Ce n’est pas un moindre paradoxe d’observer que désormais l’une des questions importantes pour les services de renseignement est celle de leur « ouverture ». Ce phénomène est particulièrement visible à l’endroit des rapports entre les services et le monde universitaire.
Les services de renseignement se consacrent principalement à la recherche d’informations secrètes par des moyens dits classifiés. Mais ils traitent aussi de larges volumes d’informations ouvertes. Dans le langage des professionnels, on parle d’OSINT pour « Open Source Intelligence » ou de ROSO pour « renseignement d’origine sources ouvertes ». S’il n’est en rien une découverte récente, l’OSINT connaît depuis les années 1990 une profonde transformation liée au développement d’Internet et des technologies de l’information et de la communication. Dans ce contexte, la définition du renseignement à l’« âge de l’information » (1) connaît à la fois une extension interne, car la distinction entre l’information ouverte et fermée s’atténue. Elle connaît également un retour à son ambition initiale : quel que soit le volume d’informations, l’enjeu pour les services n’est pas tant d’y accéder que de produire la « connaissance utile à la décision ». Généralement, l’exploitation des sources ouvertes a été envisagée par les services de renseignement comme un défi sur trois dimensions : la reconnaissance de leur importance ; l’emploi de la technologie comme aide à l’analyse pour le traitement d’un volume de données croissant ; l’interaction avec le secteur privé. Cet article met l’accent sur un quatrième défi : l’institutionnalisation des liens entre les services de renseignement et le monde universitaire, notamment les sciences humaines et sociales. S’il n’est pas encore envisagé comme tel, le recours systématique à l’expertise extérieure et aux travaux universitaires pourrait être l’objet dans les années à venir d’un « renseignement d’origine académique » (ROA) (2).

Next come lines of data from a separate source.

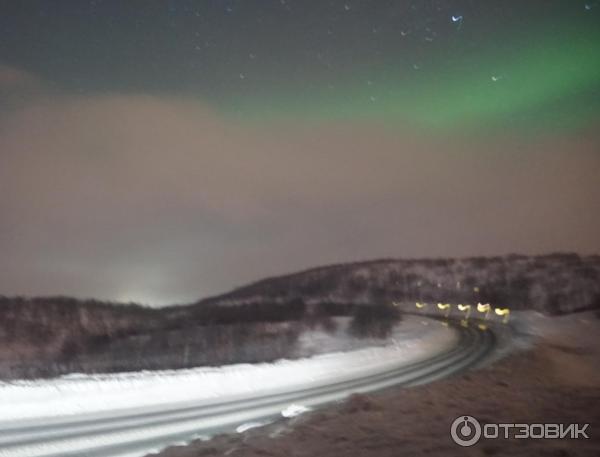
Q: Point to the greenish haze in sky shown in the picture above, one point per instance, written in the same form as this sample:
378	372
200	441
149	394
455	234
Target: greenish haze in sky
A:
549	84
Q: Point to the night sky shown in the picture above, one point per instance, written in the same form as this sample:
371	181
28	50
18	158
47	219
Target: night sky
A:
162	151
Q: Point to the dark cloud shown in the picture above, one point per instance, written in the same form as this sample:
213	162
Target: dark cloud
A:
159	199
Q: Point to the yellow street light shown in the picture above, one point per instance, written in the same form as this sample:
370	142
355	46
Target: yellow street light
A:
466	308
447	307
503	312
484	309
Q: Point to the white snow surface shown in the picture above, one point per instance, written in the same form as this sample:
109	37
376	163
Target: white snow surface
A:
79	394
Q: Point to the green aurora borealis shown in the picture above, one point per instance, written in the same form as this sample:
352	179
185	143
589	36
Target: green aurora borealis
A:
550	83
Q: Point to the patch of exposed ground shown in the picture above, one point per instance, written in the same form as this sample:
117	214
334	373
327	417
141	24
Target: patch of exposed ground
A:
556	381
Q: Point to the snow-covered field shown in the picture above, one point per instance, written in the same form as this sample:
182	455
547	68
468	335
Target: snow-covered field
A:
415	338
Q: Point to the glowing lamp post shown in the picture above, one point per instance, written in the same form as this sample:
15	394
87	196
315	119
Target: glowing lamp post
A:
445	307
466	308
503	312
484	309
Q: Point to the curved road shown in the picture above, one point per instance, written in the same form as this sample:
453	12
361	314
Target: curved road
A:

De la périphérie théorique à la centralité pratique de l’OSINT
Durant la guerre froide, le recours aux savoirs extérieurs est peu institutionnalisé. Cette tendance est étroitement liée à la relégation de l’OSINT au rang de discipline marginale du renseignement (3). C’est au cours des années 1990 et plus encore après le 11 septembre 2001 que l’OSINT connaît une phase de réhabilitation théorique et pratique bien que ses usages ne fassent pas l’objet d’un consensus (4). Dans ce contexte, l’intégration de l’expertise extérieure au cycle du renseignement est devenue une préoccupation centrale des études spécialisées sur le renseignement (Intelligence Studies). Ces études développent la notion d’Intelligence-Academic Nexus qui interroge le lien entre les services et le monde universitaire. Elles soulignent l’existence d’une dynamique renouvelée selon deux modalités : les liens « bilatéraux » entre les services et les chercheurs ; l’institutionnalisation du recours à l’expertise extérieure par la structuration d’entités dédiées au sein des services à l’interface avec la recherche universitaire dans les domaines des technologies comme des sciences humaines et sociales (5).